Vilalba passou a colaborar com periódicos em Curitiba (PR). Foi quando, convidado pela Gazeta do Povo, publicou uma reportagem em quadrinhos sobre os 50 anos do golpe militar de 1964. “Eles pensaram em fazer um especial, e reservaram duas páginas, frente e verso. No verso, era o material em quadrinhos, e na frente um material fotográfico”, relembra.
As reportagens publicadas no jornal receberam o Prêmio Vladimir Herzog de Jornalismo e Direitos Humanos na categoria Artes, e serviram como base para o seu primeiro livro, Notas de um Tempo Silenciado (Besouro Box, 2015).
Vilalba lançou recentemente Um Grande Acordo Nacional (Elefante, 2021). O livro é uma grande reportagem sobre o mais recente golpe sofrido pelo Brasil: o impeachment da presidenta Dilma Rousseff (PT). Tendo como fio condutor a tentativa de entrevistar a presidenta, o jornalista buscou entender os motivos e a dinâmica que levaram à sua derrubada da Presidência.
Saindo do papel
A produção de HQs mais uma vez migra de suporte. Jornais e revistas vêm perdendo força e espaço, sendo substituídos por sites e redes sociais. A expressão em novas plataformas, mais uma vez, alterou a forma de produção e leitura das reportagens em quadrinhos. “Busquei fazer quadrinhos na vertical quando percebi que o principal jeito de ver e acessar ia ser o celular, ia ser um site. Pesquisei bastante a melhor forma de ler HQs no celular, por exemplo”, explica De Maio.
Campos diz que a natureza dos quadrinhos, de se apoiar em desenho e texto, ajudou na mudança do analógico para o digital. “Não é à toa que os quadrinhos tiveram uma expansão tão grande nesse período da internet da web, porque as pessoas que leem quadrinhos adaptaram-se muito rapidamente à tecnologia de leitura na tela do computador. Educaram-se mais rápido do que quem estava lendo livros”, afirma Campos.
A diminuição dos veículos para a publicação, contudo, faz com que os profissionais busquem outras formas para se expressar. “Com a decadência do analógico, o fim dos jornais e das revistas, eu estava meio sem perspectivas. Estou feliz por estar achando outro caminho. Até sonho um dia em fazer alguma coisa com animação”, projeta Vilalba.

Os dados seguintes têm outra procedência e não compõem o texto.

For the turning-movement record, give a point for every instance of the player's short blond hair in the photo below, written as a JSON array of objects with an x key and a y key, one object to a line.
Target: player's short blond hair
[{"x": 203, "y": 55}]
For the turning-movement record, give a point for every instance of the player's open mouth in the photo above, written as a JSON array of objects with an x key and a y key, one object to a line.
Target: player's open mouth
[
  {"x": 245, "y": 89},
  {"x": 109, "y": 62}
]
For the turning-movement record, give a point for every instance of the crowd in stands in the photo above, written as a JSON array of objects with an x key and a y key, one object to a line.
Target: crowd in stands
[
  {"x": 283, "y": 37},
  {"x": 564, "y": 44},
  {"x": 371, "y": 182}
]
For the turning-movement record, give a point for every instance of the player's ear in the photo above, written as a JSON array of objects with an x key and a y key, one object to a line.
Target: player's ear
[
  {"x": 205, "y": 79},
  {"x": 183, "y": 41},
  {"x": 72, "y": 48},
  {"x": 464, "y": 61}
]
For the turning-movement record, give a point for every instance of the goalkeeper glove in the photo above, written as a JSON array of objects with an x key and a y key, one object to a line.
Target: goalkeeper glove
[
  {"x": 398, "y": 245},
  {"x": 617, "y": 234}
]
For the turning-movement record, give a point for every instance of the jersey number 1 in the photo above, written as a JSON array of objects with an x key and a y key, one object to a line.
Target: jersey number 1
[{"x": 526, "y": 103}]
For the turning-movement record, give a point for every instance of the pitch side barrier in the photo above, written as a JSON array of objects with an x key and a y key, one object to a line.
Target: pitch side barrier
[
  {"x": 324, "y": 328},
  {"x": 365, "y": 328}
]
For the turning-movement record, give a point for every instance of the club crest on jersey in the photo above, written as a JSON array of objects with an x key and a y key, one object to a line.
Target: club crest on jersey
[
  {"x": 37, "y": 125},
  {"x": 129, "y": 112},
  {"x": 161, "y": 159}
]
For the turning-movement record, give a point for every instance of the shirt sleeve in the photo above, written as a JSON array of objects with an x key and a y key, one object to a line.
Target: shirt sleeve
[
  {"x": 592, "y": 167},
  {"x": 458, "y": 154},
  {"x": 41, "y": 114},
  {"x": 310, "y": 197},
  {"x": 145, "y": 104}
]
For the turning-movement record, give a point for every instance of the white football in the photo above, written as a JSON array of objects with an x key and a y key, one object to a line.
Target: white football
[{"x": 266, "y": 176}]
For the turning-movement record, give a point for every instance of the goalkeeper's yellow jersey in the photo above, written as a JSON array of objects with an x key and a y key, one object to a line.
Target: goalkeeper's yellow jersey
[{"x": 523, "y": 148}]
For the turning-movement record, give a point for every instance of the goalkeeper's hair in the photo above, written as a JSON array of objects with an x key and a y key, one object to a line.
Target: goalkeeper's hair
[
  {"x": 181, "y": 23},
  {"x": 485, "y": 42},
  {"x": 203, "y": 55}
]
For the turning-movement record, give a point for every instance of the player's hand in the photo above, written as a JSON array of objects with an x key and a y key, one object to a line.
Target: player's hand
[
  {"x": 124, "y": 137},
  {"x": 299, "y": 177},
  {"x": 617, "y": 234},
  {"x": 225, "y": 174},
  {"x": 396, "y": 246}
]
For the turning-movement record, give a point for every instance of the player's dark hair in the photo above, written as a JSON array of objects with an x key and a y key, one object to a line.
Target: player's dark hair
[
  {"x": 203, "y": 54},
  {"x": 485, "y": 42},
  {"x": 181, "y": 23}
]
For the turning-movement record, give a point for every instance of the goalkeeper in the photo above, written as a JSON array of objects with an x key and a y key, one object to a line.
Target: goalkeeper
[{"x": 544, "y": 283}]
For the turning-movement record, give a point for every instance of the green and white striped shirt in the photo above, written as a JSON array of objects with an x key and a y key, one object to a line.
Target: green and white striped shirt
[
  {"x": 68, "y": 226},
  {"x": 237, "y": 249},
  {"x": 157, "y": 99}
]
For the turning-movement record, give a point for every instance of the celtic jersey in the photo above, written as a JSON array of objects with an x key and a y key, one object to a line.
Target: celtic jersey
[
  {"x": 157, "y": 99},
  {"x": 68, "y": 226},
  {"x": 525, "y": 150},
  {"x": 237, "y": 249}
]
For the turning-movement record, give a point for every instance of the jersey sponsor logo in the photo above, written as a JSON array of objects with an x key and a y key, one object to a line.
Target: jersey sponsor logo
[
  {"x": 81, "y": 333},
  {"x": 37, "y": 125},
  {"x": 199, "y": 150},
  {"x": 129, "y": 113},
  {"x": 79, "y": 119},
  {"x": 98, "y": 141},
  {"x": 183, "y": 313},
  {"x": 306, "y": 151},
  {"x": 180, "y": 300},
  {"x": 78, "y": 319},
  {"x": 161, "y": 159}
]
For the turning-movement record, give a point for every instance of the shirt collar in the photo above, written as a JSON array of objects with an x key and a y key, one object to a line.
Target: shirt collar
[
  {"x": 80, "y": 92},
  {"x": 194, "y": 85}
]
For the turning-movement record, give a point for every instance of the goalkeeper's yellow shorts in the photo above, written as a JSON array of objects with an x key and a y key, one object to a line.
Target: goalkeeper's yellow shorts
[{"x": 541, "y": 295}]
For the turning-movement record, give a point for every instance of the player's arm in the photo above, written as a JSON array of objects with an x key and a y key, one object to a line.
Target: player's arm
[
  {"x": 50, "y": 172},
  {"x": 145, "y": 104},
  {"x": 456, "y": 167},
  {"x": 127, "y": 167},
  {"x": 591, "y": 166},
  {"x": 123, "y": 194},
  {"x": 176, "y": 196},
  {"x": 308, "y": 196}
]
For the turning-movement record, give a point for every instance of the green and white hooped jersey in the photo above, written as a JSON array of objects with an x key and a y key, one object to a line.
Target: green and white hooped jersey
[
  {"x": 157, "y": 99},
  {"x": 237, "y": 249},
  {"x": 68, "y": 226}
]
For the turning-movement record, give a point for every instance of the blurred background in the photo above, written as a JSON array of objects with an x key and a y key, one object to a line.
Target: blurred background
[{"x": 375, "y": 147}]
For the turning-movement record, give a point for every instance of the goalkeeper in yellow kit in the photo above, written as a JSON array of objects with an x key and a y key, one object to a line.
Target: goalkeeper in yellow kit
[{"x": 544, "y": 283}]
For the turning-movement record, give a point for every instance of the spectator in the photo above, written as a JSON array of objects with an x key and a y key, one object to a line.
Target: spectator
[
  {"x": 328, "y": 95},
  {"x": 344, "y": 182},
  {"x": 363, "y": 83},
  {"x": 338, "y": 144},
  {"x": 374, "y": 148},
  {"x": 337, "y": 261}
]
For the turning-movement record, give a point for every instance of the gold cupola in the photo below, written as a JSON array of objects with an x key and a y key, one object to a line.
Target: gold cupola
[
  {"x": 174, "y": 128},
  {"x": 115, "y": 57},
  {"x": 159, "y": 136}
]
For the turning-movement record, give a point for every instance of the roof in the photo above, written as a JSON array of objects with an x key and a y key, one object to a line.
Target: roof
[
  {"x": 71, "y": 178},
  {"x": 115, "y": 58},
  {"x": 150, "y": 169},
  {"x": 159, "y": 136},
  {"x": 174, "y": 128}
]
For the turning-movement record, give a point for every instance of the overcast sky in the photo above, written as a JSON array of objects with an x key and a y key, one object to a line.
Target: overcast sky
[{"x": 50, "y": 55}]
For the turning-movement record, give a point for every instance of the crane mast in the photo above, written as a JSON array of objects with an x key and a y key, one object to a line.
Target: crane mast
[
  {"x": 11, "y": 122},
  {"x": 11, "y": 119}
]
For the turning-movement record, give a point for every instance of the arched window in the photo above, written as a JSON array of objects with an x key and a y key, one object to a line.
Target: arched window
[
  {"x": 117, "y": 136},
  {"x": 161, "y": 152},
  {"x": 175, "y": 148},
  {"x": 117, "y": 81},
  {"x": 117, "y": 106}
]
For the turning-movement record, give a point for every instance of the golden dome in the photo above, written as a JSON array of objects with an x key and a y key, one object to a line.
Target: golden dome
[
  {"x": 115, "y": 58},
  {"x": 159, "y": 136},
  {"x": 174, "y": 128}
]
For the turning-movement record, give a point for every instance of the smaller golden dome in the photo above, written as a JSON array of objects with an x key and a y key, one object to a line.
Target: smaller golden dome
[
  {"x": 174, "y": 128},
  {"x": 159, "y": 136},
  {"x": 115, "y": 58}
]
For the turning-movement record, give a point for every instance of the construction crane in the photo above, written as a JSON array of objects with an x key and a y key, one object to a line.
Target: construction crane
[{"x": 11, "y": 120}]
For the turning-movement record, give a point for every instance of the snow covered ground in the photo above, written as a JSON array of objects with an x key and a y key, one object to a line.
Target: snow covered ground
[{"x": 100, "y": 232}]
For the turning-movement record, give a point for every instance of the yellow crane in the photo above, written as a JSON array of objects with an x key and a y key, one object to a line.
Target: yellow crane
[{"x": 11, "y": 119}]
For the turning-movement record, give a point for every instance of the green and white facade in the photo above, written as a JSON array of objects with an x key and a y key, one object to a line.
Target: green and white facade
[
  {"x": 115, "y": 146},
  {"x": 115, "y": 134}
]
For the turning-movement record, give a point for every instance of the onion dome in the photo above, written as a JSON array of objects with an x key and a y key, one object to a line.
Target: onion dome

Animação também é uma forma já apropriada pelo jornalismo. O documentário Valsa com Bashir (2008), do diretor israelense Ari Folman, é uma expressão disso: animação realizada a partir de entrevistas e fatos reais. Mas isso é para uma outra história. De qualquer forma, os desafios enfrentados pelos jornalistas, frutos de mudanças estruturais nos veículos de comunicação, não são um problema apenas daqueles que se dedicam a realizar suas reportagens em HQs. É uma questão colocada para o conjunto da categoria, que busca formas de afirmar o jornalismo profissional – em todas as suas expressões –, enfaticamente, mais necessário do que nunca no Brasil que vivemos nos dias de hoje.